Winter is (not) coming

Ligt het aan mij, of signaleren steeds meer artikelen het einde van de huidige Amerikaanse expansiefase? Ik lees dat de Verenigde Staten al bijna negen jaar onafgebroken groei op de klok hebben, oplopende schulden bij het bedrijfsleven, gestaag oplopende wanbetalingen op creditcards en een rentemarkt die waarschuwingssignalen afgeeft (vlakke yieldcurve!). De overtuiging lijkt te groeien dat we in de laatste fase van deze conjunctuurcyclus zijn beland. We zitten in de herfst, het aftellen naar een snoeiharde winter is begonnen. Vanaf nu gaat het bergafwaarts, lijkt de boodschap.

Het zal wat. Om te beginnen lijkt een economische expansie bar weinig op een seizoenpatroon, of op menselijke ouderdom. Die verlopen beiden voorspelbaar. Elk jaar na de zomer veranderen de bladeren van kleur en trekt de natuur langzaam in zichzelf. Mensen die ouder worden verliezen allen gestaag aan kracht. Een conjunctuurgolf verloopt anders. Daar wordt het einde ingeluid door overmoed en overoptimisme, niet door een gestage verzwakking van het momentum. Expansies eindigen doorgaans met een knal, niet met een sisser. Dat we tussen nu en twee jaar in een recessie belanden kan best kloppen, maar dat betekent waarschijnlijk niet dat het vanaf nu economisch alleen maar minder wordt. Juist niet, zou ik zeggen.

‘Een conjunctuurgolf eindigt vaak met een knal, niet door een gestage verzwakking van het momentum’

Toch overheerst dat ‘het-beste-ligt-achter-ons-gevoel’. In de onlangs gepubliceerde Financial Stability Review van de Europese Centrale Bank lees ik: ‘…in the late stage of the expansion, asset price increases tend to slow down.’ Gevoelsmatig lijkt dat logisch en als je de berekening van de ECB voor de Amerikaanse aandelenmarkt repliceert, klopt het gemiddeld ook voor de periode 1960-2008. Toch valt er best iets op deze conclusie af te dingen.
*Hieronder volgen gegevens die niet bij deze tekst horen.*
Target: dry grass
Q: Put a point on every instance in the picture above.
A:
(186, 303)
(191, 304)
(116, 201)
De analyse is gebaseerd op slechts zeven conjunctuurgolven, waarbij de gemiddelde uitkomst in hoge mate bepaald wordt door de zeer korte en atypische expansies van 1970-1973 en 1980-1981 — met een geannualiseerd rendementsverschil van meer dan 20%. Opvallend is ook dat het verband tijdens de laatste twee expansies juist niet opging: de tweede helft van de expansiefase leverde in 1991-2001 en 2001-2007 juist betere resultaten op. Dat laatste is niet zo verwonderlijk wanneer je bedenkt dat financiële onevenwichtigheden (bubbels) een leidende rol speelden in het beëindigen van deze twee conjunctuurcycli.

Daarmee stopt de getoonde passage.